Visando verificar a frequência máxima para essas memórias em um benchmark competitivo, foi possível atingir 5000 MHz com alguns ajustes extras nos timings e uma “mãozinha” na tensão das memórias. Provavelmente deve existir margem para mais usando refrigeração extrema no 5350G ou um processador Intel de 11.ª geração (Rocket Lake) junto a uma placa-mãe DPC voltada a overclock extremo. De todo modo, por conta do 5350G não apresentar estabilidade além dos 2366 MHz no FCLK, o desempenho não foi dos melhores ao usa-lo assíncrono, perdendo banda e latência, porém, é valido para deixar registrado que as memórias possuem sim, margem para ir adiante.

Ainda foi possível validar 5090MHz com 1.85V, frequência onde a máquina apresenta estabilidade até para carregar o SO, porém, insuficiente para rodar qualquer benchmark, resetando no mesmo instante. De todo modo, essa é uma excelente marca para memórias cuja frequência padrão é de 3600MHz.

Conclusão:

As Biostar RGB DDR4 Gaming X 3600 apresentaram boa compatibilidade com a plataforma AMD, funcionando normalmente com XMP, onde ao se fazer overclock com esse ajuste, foi possível obter estabilidade em 4133MHz apenas aumentando a tensão das memórias para 1.5V, o que é uma ótima marca, especialmente considerando o mínimo esforço empreendido para se chegar nesse resultado

Já com o ajuste manual, foi possível obter 3800 MHz 16-21-21-21-40 com tRFC em 500 com apenas 1.4V, o que se mostrou um bom acerto para uso diário nos Ryzen 3000 e 5000 baseados em chiplets, apresentando latência significativamente mais baixa do que os ajustes XMP padrão, enquanto para o ajuste dos 4533 MHz, foi possível melhorar consideravelmente o desempenho otimizando os timings, o que implica que o ajuste automático via XMP, de fato, deixa muita margem para manobra com essas memórias.

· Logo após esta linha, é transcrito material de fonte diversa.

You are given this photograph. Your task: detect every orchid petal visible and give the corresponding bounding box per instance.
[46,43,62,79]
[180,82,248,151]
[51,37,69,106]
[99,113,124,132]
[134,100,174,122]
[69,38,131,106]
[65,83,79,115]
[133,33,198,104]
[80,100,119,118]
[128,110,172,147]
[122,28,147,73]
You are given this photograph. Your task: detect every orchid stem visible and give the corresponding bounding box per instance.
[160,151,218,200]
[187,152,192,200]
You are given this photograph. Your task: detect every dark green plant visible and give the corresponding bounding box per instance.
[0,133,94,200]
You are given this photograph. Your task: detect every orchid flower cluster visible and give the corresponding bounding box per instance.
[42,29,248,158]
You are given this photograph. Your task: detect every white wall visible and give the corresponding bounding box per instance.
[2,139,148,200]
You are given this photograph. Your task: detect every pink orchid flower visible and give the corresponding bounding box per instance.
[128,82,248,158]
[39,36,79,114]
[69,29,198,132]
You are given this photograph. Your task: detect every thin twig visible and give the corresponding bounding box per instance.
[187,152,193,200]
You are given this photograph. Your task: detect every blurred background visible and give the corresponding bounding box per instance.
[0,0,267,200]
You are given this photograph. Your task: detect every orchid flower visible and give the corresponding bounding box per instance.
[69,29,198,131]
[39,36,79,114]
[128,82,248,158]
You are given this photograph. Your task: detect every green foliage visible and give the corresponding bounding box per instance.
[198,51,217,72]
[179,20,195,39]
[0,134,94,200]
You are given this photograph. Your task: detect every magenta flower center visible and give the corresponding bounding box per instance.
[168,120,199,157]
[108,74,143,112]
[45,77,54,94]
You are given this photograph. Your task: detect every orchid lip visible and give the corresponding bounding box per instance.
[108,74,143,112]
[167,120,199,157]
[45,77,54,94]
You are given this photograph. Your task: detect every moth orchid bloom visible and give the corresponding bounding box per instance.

Ainda foi possível rodar alguns benchmarks com frequência de 5000MHz, o que é um bom resultado, porém, é necessário destacar que esse provavelmente não é o limite dessas memórias e sim da plataforma, onde a melhor opção para fazê-las decolar são as CPUs Intel de 11ª geração com placas-mãe DPC voltadas a uso em overclock extremo.

Em relação à disponibilidade e preço, nesse momento (22/9/2021), as Biostar RGB DDR4 Gaming X 3600 se encontram restritas aos kit upgrade, porém, é esperado algo próximo dos R$1000 para essas memórias, onde é possível encontrar outros produtos com especificações semelhantes e iluminação RGB por um valor mais camarada, entretanto, cabe ressaltar que a Biostar fez um excelente trabalho nessas memórias e caso elas voltem a aparecer, preferencialmente com um preço mais competitivo em relação a outros produtos similares, certamente elas seriam uma opção a se considerar!

E é isso! Dúvidas, perguntas e sugestões são bem-vindas! Até a próxima!